The next moment, with a loud rumbling of the eyes, Jane came alongside. "Oh, dearie," she cried, "you couldn't hire me to go. And I wouldn't like to see you go. I think too much of you, I do indeed."

"Hold your tongue!" ordered the little old gentleman, crossly.

Jane obeyed. Up came a hand, and she seized the tongue-tip in her front mouth. But since there was a second tongue-tip in that back face, she still continued her babbling: "Don't ask me to trapse over the hard pavements on my poor tired feet, dearie, just because you take your notions.... Come, I say! Your mother's nobody, anyhow.... You don't know what you're sayin' or doin', poor thing! You're just wanderin', that's all—just wanderin'."

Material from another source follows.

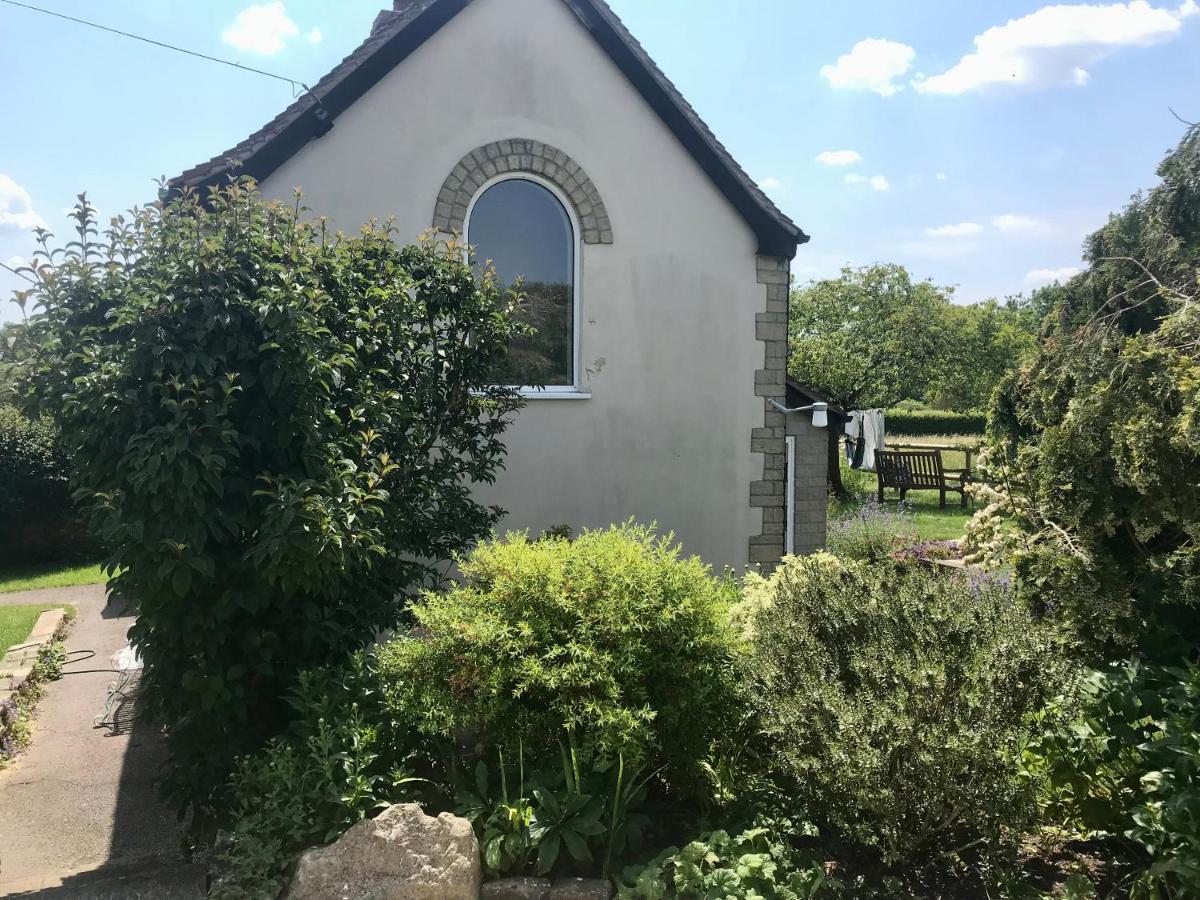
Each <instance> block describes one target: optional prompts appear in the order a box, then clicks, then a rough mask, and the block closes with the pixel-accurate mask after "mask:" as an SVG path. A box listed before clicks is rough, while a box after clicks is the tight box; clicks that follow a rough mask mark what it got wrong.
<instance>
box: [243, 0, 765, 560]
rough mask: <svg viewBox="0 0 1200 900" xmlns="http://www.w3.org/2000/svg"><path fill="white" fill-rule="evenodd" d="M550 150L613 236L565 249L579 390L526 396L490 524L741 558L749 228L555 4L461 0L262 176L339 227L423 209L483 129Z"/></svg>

"I'm wandering in the right direction, anyhow," retorted Gwendolyn, stoutly. And to the little old gentleman, "I'm sorry we're going this way, though. I'm 'fraid of Bears,"—for the sign was past now; the four were on the level thoroughfare.

The Policeman seemed not to have remarked her anxiety. "And after the Den, what do we pass?" he questioned.

"The Big Rock," answered the Man-Who-Makes-Faces.

"Do we have to turn it?" The other spoke with some annoyance. "What's likely to come out? I suppose it won't be hiding that Bird."

"There's a hollow under the Rock," said the little old gentleman. "We'll find something." His face grew grave.

"And—and after we go by the Big Rock?" ventured Gwendolyn.

The little old gentleman smiled. "Ah, then!" he said, "—then we come to the Pillery!"